Kusturica’s Groove
On the Balkan Fellini
Emir Kusturica is the Balkan Fellini, where the Arthouse meets the soul. You can be as Avantgarde as you like but without a cultural core you’re just saying look how clever I am. Or imagine if Fellini or Kaurismaki was from the Eastern Block and add sometimes slapstick, sometimes very dark humour on top and you might come close to what the director was doing. Definitely not as bleak as Bela Tarr but has the same sense of humanism. His work from the early 80’s to the late 90’s is what you want to seek out, particularly Time of the Gypsies (1988) which is pure cinema magic. His debut Do You Remember Dolly Bell (1981) was rooted in his home town of Sarajevo and focused on the transition from old neighbourhoods to squashing the populace downtown into high rise towers in the name of Socialist utopia.
A slice of raw life mixed with magic and mystery, death followed by comedy followed by something inexplicable.
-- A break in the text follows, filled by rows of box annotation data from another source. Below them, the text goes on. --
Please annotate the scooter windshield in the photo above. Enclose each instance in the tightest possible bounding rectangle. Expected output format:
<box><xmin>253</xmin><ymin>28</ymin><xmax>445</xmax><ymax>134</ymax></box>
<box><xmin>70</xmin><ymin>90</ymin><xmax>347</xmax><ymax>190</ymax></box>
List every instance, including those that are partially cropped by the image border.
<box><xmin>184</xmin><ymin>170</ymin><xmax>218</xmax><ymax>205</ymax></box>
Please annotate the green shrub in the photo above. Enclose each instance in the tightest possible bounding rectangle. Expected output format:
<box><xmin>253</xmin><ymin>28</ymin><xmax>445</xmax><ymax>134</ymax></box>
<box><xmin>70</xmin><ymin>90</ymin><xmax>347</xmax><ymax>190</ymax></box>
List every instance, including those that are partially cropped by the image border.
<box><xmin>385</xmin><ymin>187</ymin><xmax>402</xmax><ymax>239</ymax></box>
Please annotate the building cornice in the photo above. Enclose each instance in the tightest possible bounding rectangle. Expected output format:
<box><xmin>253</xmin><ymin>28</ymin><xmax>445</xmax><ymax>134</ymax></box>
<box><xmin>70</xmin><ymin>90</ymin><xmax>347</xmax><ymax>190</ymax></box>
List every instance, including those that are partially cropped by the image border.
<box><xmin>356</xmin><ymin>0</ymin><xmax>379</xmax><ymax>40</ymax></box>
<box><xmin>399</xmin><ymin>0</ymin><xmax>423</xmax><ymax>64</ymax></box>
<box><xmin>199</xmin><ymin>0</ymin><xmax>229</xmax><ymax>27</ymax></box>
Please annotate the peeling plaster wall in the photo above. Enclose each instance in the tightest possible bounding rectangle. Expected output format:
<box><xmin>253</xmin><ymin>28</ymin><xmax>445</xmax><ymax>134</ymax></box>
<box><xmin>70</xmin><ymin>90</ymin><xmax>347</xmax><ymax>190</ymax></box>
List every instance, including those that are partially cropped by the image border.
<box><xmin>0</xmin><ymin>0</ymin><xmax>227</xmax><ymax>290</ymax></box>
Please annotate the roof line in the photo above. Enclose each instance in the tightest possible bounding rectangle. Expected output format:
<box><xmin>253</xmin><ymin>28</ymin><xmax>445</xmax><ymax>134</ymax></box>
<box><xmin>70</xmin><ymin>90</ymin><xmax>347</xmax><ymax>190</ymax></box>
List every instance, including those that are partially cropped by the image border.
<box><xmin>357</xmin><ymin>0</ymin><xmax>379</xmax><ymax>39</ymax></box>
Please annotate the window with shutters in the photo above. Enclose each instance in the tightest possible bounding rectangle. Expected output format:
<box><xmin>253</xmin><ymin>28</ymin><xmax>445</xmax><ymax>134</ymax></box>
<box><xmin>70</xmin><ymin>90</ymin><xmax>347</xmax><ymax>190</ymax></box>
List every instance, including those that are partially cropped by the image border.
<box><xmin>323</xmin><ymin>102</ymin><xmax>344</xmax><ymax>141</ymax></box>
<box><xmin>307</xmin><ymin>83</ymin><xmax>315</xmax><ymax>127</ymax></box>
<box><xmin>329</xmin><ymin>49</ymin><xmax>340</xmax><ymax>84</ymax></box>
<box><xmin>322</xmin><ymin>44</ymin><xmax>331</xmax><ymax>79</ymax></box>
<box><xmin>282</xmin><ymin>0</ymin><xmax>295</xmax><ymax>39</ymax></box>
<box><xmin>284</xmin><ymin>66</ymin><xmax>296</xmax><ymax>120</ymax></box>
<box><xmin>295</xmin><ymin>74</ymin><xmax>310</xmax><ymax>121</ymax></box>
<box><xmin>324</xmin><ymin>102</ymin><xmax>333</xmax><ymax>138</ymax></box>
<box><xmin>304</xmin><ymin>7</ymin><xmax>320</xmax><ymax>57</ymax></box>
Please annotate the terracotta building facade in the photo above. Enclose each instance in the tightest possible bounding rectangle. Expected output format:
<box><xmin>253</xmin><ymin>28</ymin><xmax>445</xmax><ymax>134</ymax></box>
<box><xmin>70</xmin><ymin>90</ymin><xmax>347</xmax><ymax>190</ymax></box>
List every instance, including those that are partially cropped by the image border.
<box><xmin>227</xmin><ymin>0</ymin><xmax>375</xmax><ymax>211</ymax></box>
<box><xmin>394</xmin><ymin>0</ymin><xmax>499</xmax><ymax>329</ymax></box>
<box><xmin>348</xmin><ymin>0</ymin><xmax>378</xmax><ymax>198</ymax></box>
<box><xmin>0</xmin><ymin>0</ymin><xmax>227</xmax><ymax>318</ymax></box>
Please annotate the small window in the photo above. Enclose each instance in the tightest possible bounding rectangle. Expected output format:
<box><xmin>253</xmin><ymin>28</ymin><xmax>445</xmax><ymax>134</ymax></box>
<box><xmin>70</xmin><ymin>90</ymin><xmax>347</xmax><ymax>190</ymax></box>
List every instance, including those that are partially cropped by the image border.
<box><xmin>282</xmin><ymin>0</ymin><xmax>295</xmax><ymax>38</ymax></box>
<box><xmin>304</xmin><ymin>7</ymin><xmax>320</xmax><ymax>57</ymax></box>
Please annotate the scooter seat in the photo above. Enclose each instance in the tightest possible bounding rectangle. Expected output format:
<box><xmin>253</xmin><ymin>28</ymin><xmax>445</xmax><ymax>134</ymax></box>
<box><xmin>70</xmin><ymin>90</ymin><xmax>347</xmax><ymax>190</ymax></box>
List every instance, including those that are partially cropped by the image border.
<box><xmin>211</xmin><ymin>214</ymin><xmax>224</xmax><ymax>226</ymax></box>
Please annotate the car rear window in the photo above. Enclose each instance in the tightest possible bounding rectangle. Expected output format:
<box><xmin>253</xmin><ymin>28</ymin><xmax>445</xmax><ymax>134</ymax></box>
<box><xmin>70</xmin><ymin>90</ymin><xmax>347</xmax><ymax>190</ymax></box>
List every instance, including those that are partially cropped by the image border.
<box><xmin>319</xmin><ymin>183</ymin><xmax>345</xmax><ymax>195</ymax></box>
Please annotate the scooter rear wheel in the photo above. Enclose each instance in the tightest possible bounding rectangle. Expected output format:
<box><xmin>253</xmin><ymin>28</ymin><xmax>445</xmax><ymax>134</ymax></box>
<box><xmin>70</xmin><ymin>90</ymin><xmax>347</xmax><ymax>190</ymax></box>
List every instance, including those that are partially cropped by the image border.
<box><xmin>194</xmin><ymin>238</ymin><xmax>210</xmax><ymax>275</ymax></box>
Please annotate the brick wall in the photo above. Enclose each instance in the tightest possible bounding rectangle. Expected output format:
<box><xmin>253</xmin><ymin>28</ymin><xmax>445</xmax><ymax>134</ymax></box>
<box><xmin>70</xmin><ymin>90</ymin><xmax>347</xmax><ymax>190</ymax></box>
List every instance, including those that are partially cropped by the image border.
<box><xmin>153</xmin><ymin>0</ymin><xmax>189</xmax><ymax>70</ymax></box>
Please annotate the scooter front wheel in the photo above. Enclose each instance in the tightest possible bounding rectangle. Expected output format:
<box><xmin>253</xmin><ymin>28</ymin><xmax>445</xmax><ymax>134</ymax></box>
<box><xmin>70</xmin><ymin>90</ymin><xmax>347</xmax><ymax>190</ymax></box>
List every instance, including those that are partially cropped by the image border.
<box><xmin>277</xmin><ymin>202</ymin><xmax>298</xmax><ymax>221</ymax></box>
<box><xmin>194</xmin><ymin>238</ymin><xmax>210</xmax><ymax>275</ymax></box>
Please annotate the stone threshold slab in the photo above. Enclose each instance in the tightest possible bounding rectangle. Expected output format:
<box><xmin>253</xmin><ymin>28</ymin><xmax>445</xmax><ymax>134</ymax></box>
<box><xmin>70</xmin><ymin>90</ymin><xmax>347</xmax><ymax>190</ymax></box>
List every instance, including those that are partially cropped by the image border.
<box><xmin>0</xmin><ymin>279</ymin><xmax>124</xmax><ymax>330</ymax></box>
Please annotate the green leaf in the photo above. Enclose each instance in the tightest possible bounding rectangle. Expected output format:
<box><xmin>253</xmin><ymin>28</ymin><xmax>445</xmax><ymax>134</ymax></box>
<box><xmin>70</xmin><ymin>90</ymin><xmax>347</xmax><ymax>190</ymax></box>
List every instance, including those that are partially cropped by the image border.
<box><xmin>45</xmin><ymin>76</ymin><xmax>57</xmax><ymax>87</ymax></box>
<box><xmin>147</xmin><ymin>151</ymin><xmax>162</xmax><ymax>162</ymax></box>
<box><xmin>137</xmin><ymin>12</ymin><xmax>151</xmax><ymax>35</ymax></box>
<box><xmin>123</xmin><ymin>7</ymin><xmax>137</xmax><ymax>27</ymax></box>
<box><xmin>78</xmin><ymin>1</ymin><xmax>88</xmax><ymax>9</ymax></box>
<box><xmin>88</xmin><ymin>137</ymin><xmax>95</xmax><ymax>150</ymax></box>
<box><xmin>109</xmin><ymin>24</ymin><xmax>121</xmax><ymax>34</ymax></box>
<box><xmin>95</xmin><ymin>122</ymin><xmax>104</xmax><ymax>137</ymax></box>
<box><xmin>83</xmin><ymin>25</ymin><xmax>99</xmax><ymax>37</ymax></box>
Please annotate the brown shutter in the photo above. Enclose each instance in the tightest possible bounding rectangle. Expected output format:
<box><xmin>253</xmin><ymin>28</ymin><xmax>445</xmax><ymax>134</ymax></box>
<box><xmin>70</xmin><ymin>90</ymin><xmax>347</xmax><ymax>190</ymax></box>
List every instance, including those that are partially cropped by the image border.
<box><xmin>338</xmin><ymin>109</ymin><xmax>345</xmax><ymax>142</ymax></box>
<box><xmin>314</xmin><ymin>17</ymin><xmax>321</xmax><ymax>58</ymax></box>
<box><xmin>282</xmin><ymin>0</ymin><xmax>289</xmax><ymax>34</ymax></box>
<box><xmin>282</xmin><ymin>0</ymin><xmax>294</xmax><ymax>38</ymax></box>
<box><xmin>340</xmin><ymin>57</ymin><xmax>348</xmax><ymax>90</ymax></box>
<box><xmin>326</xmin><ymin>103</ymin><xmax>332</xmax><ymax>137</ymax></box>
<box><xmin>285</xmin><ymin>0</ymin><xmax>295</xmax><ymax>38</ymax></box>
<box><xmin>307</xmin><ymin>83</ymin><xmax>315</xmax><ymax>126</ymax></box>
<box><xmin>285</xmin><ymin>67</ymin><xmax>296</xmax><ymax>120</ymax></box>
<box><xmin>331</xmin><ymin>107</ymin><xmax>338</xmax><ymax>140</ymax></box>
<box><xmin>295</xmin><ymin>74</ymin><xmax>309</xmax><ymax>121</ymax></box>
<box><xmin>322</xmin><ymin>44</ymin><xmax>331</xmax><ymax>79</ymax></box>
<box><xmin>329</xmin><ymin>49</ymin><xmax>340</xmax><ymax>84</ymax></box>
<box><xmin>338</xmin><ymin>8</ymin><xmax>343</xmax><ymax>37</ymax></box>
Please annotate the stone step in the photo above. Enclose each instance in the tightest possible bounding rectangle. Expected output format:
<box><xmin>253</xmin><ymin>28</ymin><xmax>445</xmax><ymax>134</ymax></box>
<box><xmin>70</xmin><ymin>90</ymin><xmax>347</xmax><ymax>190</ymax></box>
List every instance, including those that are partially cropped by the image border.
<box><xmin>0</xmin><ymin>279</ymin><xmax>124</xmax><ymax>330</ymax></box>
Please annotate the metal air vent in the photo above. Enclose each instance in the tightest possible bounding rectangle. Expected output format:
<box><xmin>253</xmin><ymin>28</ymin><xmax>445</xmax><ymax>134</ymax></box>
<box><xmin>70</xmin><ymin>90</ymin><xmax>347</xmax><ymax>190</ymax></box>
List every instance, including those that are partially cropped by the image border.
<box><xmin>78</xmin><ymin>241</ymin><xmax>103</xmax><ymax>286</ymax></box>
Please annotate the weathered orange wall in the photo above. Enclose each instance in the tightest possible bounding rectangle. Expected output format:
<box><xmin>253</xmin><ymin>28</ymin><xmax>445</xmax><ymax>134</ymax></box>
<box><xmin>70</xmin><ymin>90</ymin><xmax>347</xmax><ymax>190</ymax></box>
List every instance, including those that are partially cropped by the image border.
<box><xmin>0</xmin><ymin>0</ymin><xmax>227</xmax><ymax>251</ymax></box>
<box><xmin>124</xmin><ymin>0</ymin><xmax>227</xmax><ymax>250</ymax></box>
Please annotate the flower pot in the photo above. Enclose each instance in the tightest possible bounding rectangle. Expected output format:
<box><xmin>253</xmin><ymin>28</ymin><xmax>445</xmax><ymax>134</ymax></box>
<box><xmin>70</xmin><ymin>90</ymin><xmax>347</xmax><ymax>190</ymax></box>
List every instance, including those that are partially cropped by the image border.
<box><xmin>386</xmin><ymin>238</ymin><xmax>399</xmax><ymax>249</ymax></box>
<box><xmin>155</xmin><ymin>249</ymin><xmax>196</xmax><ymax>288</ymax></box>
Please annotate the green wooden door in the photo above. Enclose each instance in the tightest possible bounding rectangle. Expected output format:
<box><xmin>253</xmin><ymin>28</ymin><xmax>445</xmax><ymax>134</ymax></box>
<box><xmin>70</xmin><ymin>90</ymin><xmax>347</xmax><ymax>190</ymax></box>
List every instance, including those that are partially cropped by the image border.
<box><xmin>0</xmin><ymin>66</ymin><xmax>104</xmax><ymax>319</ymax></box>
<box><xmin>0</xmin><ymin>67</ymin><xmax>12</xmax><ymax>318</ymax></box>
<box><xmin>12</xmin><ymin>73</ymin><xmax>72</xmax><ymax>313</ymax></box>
He’s tackled romance, war, youth, socialism and industrialisation while simultaneously criticising and celebrating all of it. We’re from a similar part of central Bosnia with its own special brand of ethnicities, myths, foods and feuds. A meeting point of east and west, medieval Christianity, Ottoman Empire followed by Austro-Hungarian modernism. None of it to be taken too seriously because you might find yourself drunk at dawn with a local in a strange town. Both of you standing on centuries old cobble stones with the ancient accordion blues swirling inside your head. Incidentally those same stones were used to hold down the pickled cabbage stored in the basement and that smell is enough to awaken your dead relatives.